Finally, and perhaps most problematic for employers, the PFA would permit aggrieved employees to recover compensatory and punitive damages, rather than only liquidated damages and back pay as currently provided for by the Equal Pay Act. The PFA also would change the current opt-in collective action process, and would permit claims under the Equal Pay Act to be brought instead as opt-out class actions. These two amendments, combined with the longer statute of limitations on pay claims provided for under the recently enacted Lilly Ledbetter Fair Pay Act, are likely to create a surge in large pay and promotion discrimination class actions.
What Can You Do To Prepare For This Legislation?
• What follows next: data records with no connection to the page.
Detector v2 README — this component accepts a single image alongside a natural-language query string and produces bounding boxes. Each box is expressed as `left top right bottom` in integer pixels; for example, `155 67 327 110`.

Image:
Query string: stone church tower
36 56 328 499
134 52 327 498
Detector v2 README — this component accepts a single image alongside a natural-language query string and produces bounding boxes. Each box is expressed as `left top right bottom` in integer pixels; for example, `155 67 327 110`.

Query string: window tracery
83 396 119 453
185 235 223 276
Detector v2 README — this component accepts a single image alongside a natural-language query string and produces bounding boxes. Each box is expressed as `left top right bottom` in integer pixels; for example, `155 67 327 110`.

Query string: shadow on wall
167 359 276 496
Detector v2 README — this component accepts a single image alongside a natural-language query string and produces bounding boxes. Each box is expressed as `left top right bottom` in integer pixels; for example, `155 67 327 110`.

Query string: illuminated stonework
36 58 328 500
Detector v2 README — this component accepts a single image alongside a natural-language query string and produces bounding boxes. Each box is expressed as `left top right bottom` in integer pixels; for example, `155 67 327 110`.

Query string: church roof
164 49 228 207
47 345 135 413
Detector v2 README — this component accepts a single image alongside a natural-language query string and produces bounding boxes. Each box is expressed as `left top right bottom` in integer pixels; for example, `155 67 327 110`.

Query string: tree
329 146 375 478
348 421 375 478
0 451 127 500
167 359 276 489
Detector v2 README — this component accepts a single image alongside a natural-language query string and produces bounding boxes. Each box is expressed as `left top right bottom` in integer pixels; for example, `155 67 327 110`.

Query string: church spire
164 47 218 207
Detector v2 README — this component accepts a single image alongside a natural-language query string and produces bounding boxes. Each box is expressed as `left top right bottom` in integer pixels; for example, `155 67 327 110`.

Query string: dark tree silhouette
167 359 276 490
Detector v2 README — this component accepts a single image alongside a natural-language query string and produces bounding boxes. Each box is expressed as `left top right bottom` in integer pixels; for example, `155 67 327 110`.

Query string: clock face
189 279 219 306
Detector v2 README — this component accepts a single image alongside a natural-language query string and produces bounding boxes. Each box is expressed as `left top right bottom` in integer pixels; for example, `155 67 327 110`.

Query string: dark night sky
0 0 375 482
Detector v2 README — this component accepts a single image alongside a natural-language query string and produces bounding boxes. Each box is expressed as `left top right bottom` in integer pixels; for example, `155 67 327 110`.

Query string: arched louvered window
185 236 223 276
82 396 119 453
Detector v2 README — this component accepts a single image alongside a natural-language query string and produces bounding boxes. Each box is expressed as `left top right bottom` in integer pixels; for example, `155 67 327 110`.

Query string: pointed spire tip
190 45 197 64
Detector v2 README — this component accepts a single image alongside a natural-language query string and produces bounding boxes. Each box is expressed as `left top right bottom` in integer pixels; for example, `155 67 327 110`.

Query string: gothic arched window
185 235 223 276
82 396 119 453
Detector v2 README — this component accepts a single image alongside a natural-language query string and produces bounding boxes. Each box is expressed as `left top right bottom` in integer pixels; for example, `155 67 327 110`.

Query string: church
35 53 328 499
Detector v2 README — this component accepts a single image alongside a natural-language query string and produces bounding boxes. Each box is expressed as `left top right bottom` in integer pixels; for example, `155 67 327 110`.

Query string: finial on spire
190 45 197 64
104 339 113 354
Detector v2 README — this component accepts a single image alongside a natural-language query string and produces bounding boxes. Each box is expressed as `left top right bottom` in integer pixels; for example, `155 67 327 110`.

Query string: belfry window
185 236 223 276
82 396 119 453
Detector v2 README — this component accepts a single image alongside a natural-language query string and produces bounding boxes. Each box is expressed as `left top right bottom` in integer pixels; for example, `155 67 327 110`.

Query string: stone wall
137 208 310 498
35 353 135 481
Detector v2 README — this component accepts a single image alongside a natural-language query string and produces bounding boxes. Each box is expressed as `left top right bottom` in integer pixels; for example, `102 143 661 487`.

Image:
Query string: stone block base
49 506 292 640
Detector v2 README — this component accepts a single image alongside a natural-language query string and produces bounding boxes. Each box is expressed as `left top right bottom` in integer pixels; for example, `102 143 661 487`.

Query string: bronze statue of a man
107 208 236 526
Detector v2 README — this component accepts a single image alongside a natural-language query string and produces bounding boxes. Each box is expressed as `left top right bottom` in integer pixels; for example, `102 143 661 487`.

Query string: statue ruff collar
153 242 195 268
Given the increased focus in Congress and the Obama Administration on fair pay legislation, employers must be proactive in ensuring that their pay practices are defensible. Critically reviewing pay practices and policies before litigation will enhance an employer’s ability to defend itself and/or mitigate potential damages exposure. One way to do this is through a comprehensive pay audit. To be effective, however, pay audits must be statistically sound and should therefore be conducted by well-trained individuals, preferably experienced attorneys. Using experienced, independent attorneys to conduct or oversee audits ensures that proper statistical techniques are employed and helps to avoid exacerbating potential problems with pay through inaccurate or incomplete audit results. Not only this, but audits conducted by attorneys likely will be shielded from disclosure under the attorney-client privilege. In addition to conducting pay audits, employers also should take a critical look at their job descriptions, hiring process and promotion protocols to ensure pay and promotion decisions are appropriately vetted and documented.